関税合意の肝は対米貿易黒字の米国還流
トランプ大統領(トランプ)は7月22日、日本と関税協議で合意したと発表しました。7月20日投開票の参議院選挙で自民党が惨敗し、石破首相は退任確実な情勢だったことから、トランプは死に体の石破首相とは交渉しないと予想されましたが、逆だったようです。死に体の石破首相だからこそ譲歩を引き出せるし、新しい政権となったらまた0からやり直しとなり、時間が掛かると考えたように思われます。その証拠に合意内容はそう米国に利益があるとは思えないものになっています。
日本側が負う具体的な義務は
・電気自動車(EV)よりも燃料電池車(FCV)を優遇している現行の購入補助金を見直す。
・安全性を確保した米メーカー製の乗用車を追加試験なしで受け入れる。
・大豆やトウモロコシなどの農産品、半導体、航空機の購入を拡大する。
・米国産米を関税ゼロのミニマムアクセス米の枠内で優先購入する。
などであり、金額ベースで米国からの輸入が増えるのはせいぜい1~2兆円ではないでしょうか。これで関税が25%から15%に下がったら、円安を考えれば車の輸出でも十分に利益が出ます。

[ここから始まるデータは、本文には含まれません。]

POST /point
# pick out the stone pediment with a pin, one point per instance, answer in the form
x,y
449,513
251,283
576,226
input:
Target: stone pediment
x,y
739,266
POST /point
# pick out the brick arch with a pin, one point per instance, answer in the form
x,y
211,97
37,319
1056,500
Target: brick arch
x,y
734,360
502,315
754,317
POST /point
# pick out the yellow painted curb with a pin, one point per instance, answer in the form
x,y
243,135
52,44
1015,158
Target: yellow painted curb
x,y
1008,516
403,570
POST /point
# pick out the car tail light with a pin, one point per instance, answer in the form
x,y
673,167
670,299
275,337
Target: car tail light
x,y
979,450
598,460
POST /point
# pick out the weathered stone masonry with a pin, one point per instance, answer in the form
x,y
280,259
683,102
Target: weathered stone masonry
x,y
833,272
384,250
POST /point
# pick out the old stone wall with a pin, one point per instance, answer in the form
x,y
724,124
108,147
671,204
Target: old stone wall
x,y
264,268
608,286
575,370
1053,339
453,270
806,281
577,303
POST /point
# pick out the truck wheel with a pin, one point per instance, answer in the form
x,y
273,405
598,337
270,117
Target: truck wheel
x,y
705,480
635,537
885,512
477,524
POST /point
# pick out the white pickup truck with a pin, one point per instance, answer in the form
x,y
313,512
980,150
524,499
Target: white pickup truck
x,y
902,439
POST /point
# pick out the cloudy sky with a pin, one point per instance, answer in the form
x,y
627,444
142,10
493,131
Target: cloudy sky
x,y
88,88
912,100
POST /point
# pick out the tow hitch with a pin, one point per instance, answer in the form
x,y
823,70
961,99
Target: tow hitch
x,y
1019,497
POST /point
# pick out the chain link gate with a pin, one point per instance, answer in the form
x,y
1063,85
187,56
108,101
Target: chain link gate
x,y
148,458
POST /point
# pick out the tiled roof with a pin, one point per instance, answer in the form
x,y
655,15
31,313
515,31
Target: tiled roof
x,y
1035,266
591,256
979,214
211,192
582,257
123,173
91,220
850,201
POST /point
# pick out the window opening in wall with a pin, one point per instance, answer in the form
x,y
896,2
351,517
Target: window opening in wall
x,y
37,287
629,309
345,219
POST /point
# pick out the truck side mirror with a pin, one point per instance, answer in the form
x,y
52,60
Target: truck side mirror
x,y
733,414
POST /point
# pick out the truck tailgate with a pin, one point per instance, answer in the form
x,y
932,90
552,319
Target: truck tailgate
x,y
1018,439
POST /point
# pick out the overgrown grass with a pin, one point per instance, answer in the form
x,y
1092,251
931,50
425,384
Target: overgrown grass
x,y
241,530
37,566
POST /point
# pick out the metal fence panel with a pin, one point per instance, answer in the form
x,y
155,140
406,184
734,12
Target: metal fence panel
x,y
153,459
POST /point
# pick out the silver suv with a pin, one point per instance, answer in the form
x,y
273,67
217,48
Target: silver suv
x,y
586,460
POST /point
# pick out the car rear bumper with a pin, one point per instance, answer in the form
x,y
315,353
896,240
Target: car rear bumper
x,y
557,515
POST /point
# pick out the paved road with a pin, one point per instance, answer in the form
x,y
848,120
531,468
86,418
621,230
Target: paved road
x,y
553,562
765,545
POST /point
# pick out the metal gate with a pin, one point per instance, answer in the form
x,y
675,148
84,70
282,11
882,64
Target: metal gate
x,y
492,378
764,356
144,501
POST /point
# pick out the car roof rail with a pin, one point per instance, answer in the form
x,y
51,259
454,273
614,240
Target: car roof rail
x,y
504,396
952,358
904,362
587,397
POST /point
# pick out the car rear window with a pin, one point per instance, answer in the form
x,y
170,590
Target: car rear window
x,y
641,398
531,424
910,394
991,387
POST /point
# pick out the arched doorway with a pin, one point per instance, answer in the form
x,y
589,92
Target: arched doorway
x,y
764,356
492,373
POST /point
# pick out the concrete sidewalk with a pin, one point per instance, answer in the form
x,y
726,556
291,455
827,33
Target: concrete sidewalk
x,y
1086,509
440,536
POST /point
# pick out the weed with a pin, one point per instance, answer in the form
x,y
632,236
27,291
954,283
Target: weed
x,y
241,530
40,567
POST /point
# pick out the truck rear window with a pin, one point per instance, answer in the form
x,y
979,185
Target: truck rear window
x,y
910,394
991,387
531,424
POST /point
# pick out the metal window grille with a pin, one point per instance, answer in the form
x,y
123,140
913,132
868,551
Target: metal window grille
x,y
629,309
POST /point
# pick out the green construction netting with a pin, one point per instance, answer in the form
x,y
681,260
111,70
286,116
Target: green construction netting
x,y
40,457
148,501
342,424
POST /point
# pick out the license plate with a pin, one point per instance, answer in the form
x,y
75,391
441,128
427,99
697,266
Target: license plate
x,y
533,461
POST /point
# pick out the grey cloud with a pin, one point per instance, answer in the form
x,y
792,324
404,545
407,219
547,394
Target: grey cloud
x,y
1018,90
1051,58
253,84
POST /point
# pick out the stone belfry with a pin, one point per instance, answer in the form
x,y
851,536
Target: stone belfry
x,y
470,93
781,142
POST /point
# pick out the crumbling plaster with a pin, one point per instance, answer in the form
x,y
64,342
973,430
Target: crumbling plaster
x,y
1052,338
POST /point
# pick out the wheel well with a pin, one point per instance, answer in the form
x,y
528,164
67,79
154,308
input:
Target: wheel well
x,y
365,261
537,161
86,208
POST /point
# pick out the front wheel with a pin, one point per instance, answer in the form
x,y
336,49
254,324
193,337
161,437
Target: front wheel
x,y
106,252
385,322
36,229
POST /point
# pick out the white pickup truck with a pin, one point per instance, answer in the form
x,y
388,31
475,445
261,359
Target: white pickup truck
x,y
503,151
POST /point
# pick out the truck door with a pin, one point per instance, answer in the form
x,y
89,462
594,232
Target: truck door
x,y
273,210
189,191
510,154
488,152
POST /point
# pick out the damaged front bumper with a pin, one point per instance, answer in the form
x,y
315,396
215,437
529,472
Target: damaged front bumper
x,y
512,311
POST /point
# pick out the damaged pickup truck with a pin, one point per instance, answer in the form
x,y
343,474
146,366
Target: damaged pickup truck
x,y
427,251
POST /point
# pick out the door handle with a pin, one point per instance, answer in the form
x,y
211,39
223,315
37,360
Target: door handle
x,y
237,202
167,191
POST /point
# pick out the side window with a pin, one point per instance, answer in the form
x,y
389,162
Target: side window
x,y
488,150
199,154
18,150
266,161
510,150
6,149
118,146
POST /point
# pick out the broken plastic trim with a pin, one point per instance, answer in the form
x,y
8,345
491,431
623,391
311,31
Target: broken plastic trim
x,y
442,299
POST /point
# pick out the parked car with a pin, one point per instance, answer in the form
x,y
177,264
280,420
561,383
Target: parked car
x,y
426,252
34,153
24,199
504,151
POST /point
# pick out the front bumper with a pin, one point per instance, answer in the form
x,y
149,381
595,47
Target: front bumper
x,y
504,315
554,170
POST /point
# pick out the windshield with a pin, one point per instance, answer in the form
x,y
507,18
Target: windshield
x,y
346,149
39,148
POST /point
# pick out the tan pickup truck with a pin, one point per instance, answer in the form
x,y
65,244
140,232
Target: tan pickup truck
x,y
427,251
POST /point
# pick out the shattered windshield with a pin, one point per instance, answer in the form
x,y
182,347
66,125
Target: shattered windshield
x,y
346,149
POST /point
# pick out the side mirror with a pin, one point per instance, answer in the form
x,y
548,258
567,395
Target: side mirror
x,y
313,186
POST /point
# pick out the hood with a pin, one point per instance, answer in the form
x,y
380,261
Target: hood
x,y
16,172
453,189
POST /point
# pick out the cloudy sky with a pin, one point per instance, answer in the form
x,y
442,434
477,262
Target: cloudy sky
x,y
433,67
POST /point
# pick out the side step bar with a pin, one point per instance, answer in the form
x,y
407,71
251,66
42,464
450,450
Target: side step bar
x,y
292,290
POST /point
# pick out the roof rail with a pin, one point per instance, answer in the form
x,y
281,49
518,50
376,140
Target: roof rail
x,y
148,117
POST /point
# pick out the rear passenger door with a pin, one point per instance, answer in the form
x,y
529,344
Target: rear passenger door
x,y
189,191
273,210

どうも米国の狙いは日本が米国の求めに応じて行う5,500億㌦(約80兆円)の投融資にありそうです。これについてラトニック商務長官は、米国がプロジェクトを決めたら日本側は資金を拠出(融資)し、利益は米国9,日本1の割合となると述べています。これについて赤沢大臣は、それは日本側が1割出資した場合であり様々なケースがあり得ると述べています。5,500億㌦は、日本の年間の対米貿易黒字約8兆円(2024年度)の10年分であり、「日本が輸入拡大して貿易黒字を解消しないのなら、米国への輸出で得た利益を米国に還流せよ」と言うわけです。考え方として有りだと思われます。米国が考えているプロジェクトは米国の経済安全保障上米国内での生産が求められる製品に関するものと思われ、「日本が資金を拠出すれば利益の1割は日本にやるから日本にもメリットがあるよ」という理屈のように思われます。この発想の背景には日本製鉄のUSスチール買収があり、鉄と同じく経済安全保障上米国内生産が求められるけれど米国メーカーが衰退し日本メーカーが優位性を持っている製品(産業)について、日本に資金と技術を出させようとするものように思われます。経済安全保障上重要な産業であることから失敗は少なく、日本企業が米国に進出するとすれば有望な事業と言えます。従って日本としてはこの資金を今後とも有望であり続ける米国市場への日本企業の進出を支援するためのものと考えれば有効なお金の使い方になると思われます。ただし関税が25%から15%に下がったとは言え大幅な引き上げには変わりなく、今後対米黒字は急減することが見込まれることから、昨年の対米黒字約8兆円をベースとした10年分の金額である5,500億㌦(約80兆円)は明らかに不合理な金額であり、2,000~3,000億㌦=約30~40兆円が妥当な金額のように思われます。